All code should be uploaded to Brightspace along with any analytic derivations, notes, etc.

1. Consider the function:

   \[f(x) = \frac{1}{\sqrt{x^3 + 1} - 1}\]

   defined for \(x > 0\). When \(x\) is small, roundoff error from the subtraction will dominate the answer. We want to see if we can get a better result.

   • Show that by multiplying and dividing \(f(x)\) by \(\sqrt{x^3 + 1} + 1\), you get an analytically equivalent expression without any subtractions. Call this new expression \(g(x)\).

   • Using the fact that \(\sqrt{x^3 + 1} \approx 1 + x^3/2\) when \(|x| \ll 1\), show that you get:

     \[f(x) \approx \frac{2}{x^3}\]

   • Write a program to evaluate \(f(x)\), \(g(x)\), and the approximation to \(f(x)\) for \(|x| \ll 1\) for the values of \(x\): 1.e-4, 1.e-5, and 1.e-6.

     What do you observe?

2. In class, we derived a finite-difference approximation to the first-derivative that was second-order accurate:

   \[f^\prime |_i = \frac{f_{i+1} - f_{i-1}}{2\Delta x}\]

   This uses one point to the left and right of point \(i\).

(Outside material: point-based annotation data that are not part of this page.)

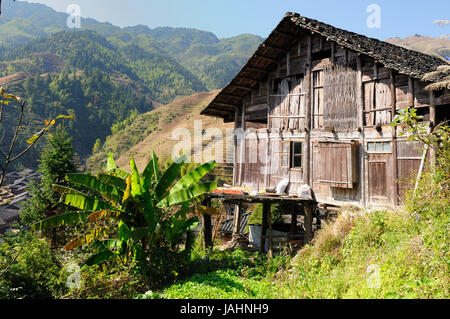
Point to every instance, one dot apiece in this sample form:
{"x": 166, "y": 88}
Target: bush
{"x": 36, "y": 274}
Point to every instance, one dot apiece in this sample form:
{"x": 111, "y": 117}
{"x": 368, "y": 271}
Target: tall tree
{"x": 57, "y": 159}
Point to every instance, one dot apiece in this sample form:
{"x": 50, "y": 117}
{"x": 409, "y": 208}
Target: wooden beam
{"x": 394, "y": 137}
{"x": 266, "y": 212}
{"x": 226, "y": 104}
{"x": 269, "y": 219}
{"x": 257, "y": 69}
{"x": 237, "y": 221}
{"x": 309, "y": 107}
{"x": 248, "y": 78}
{"x": 242, "y": 150}
{"x": 233, "y": 95}
{"x": 236, "y": 126}
{"x": 289, "y": 35}
{"x": 207, "y": 226}
{"x": 308, "y": 223}
{"x": 432, "y": 126}
{"x": 270, "y": 46}
{"x": 266, "y": 58}
{"x": 360, "y": 106}
{"x": 242, "y": 87}
{"x": 217, "y": 112}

Assume that the spacing between the points, \(\Delta x\), is constant.

   Now, instead, let’s construct a one-sided difference for the first-derivative that is second-order accurate. To do this, consider the points \(f_i\), \(f_{i+1}\), and \(f_{i+2}\), and Taylor-expand them about \(x_i\) and solve for \(df/dx |_i\).

   Demonstrate that this converges second-order accurate by computing the derivative of \(f(x) = \sin(x)\) at \(x = 1\) for several values of \(\Delta x\).